[vogelfänger]

In my last homework there was a question asking to compare the d-d transition energy between metals in the same group - e.g., which has smaller d-d split, [Pd(NH3)4]2+ or [Pt(NH3)4]2+.

Since the nuclear charge and ligand field strength are the same in both cases, I rationalised that the larger ion (Pt) would have a smaller split because its d-orbitals are too large to overlap effectively with the small Ligand orbitals. But the answer keys shows Pd as a weaker splitter. Could anyone explain why that is? Is it still due to size or some other property?

[jdy07]

Actually, the larger polarization of the Pt²⁺ allows for better overlap with the ligand orbitals. This stabilizes (lowers the energy) the M-L bonding orbital, thereby, increasing the d-d transition energy.

[vogelfänger]

Thank you for your reply. Can you explain what you mean by polarisation in this context?

[Schrödinger]

According to wiki, the Pt is smaller than Pd (and I believe the same holds with Pt²⁺ and Pd²⁺ as well). Hence, the charge density on Pt²⁺ is greater than that on Pd²⁺. This means that the Pt²⁺cation is more polarized than Pd²⁺. That is, more charge sitting on a smaller sphere. Hence, it has greater ability to overlap with the ligand orbitals. (Fajan's rule that connects covalency/ability to overlap and polarization of the ion)

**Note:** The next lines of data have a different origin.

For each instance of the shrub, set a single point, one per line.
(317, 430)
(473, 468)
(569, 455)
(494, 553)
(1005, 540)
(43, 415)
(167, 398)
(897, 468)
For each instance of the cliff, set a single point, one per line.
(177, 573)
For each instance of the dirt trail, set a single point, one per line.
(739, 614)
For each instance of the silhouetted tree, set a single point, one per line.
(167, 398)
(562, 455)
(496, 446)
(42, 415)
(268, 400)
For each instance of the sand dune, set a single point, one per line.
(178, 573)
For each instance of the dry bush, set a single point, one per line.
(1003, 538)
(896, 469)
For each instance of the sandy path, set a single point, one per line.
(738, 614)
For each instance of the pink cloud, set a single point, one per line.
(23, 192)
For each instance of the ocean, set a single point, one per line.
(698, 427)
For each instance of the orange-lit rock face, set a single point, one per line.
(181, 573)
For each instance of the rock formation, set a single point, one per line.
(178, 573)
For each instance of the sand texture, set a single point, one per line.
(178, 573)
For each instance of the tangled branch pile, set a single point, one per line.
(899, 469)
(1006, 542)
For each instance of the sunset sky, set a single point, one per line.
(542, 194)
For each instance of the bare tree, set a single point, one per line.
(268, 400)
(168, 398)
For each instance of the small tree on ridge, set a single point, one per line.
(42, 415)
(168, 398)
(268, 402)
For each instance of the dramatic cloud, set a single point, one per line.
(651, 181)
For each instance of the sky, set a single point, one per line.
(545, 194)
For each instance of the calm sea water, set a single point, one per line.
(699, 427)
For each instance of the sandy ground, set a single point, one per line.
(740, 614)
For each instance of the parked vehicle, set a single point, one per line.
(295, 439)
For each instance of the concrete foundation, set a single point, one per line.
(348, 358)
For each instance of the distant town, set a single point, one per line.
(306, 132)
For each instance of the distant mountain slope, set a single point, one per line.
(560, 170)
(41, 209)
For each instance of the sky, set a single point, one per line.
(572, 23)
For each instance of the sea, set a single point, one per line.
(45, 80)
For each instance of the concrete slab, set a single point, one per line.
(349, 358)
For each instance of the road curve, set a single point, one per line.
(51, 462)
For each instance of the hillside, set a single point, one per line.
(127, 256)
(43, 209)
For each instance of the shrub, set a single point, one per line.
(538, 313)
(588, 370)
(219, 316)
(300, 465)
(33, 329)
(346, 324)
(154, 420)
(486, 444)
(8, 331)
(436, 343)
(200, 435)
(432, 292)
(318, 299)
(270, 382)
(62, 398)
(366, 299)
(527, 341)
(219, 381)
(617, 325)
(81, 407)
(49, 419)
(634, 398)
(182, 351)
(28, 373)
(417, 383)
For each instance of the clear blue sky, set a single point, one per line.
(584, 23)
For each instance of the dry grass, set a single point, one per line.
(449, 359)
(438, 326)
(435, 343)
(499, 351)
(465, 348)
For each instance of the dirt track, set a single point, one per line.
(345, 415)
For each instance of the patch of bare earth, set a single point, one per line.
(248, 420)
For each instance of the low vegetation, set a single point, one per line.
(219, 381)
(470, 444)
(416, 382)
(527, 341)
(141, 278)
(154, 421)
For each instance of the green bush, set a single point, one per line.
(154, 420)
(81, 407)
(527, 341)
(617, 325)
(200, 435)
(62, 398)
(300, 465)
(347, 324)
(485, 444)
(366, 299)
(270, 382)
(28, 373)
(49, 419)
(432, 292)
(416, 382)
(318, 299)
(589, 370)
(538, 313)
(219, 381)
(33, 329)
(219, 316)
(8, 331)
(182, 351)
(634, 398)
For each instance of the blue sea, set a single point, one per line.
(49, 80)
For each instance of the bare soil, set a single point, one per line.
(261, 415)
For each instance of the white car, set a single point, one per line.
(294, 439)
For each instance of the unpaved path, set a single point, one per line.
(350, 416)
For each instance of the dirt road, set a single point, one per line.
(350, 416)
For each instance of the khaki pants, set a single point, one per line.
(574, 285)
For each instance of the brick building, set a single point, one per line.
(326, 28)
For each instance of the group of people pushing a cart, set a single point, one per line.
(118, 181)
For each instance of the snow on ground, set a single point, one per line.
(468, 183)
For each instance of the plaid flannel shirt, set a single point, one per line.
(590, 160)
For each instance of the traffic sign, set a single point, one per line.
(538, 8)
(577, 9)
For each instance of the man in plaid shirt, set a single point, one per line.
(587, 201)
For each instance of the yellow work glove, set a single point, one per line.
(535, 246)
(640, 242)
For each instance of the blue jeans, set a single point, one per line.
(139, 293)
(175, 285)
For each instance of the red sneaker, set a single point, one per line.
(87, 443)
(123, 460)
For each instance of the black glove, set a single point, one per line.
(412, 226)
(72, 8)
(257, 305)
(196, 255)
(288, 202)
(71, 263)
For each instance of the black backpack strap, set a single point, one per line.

I hope my reason is justified. Please correct me if I am wrong.

[jdy07]

Sorry about the late reply, I haven't been on the site for a couple of weeks. Polarizability is basically how diffuse the valence electrons are. A way to visualize this is that the d-orbitals are "larger" and therefore can overlap better with the ligand orbitals. The valence electrons are more diffuse in Pt(II) vs. Pd(II) because there is a whole entire extra shell of electrons between Pd and Pt (row 5 vs. row 6). This means the valence electrons in Pt(II) are more shielded from the positively charged nucleus, and therefore, the d-orbitals are more diffuse. Let me know if you need further clarification.